How much I cherish the healing arts, those practices of wellness that thrive on essential human nurturing. The massage therapist, the chiropractor, the acupuncturist, these are vocations that focus on curing the cause, not just treating symptoms, and maintaining wellness and health, preventing dis-ease (a concept I wish, with all my heart, the insurance companies would embrace) – all of this through personal attention, intention, and touch.

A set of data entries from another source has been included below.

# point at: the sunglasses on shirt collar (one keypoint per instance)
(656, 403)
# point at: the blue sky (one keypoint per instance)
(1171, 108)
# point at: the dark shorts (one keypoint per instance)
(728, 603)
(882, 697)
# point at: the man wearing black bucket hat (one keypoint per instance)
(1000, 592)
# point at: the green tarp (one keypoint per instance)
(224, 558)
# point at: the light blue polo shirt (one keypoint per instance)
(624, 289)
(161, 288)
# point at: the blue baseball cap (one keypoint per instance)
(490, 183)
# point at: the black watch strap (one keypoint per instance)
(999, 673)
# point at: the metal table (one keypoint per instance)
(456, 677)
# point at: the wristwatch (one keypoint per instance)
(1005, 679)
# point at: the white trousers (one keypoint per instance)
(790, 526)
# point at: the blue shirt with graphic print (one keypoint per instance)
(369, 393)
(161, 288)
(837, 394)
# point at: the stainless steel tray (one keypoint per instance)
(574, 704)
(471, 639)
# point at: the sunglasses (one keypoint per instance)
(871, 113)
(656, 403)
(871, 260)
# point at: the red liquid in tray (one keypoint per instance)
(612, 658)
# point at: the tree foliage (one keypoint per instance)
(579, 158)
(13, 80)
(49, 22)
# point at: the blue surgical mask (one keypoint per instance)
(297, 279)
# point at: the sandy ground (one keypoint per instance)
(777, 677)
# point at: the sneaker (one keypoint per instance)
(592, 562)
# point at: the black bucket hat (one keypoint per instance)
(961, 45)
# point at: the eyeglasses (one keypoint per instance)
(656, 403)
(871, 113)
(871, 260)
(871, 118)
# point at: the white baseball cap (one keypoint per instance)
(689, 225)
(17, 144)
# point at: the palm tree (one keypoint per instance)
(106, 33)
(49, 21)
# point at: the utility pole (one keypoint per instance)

Of course these interactions are professional and clinical, but also deeply comforting. There is a therapy that goes beyond kneading tissues and manipulating spines, a therapy of knowing the comfort of someone else’s hand on your body with healing intent. We open ourselves, we let down our defenses, we accept and are accepted. Such acceptance, that kind of touch, is a highly valuable commodity. Whether in the massage room or on the acupuncturist’s table, my meager funds are willingly traded for this deeper healing, with great gratitude to a person with such a calling.

Too many times have I withheld touch from someone, or when it’s been withheld from me, and the resulting and intense need that follows can be suffocating. On the other hand (and happily a much more common occurrence in my life), being welcomed warmly into a friend’s arms, being kissed fully by a loved one, the spontaneous and frank expression of fondness is a beautiful and simple joy. Touch, to me, is priceless.

Like Me Mither’s Own Milk, ‘Tis!

Thursday, July 10th, 2008

Hooboy.

My dear darling wonderful gal pal Lauren just sent me this picture of her brand new bundle of joy, and I just had to share. I have to say, I’m glad that these parents are serious enough about parenting to know when not to be. Apparently the wee one conks right out after a few slugs from the jugs (oh I’m so sorry).

Omnomnomnom

To the brave parents: Slainte! We salute you!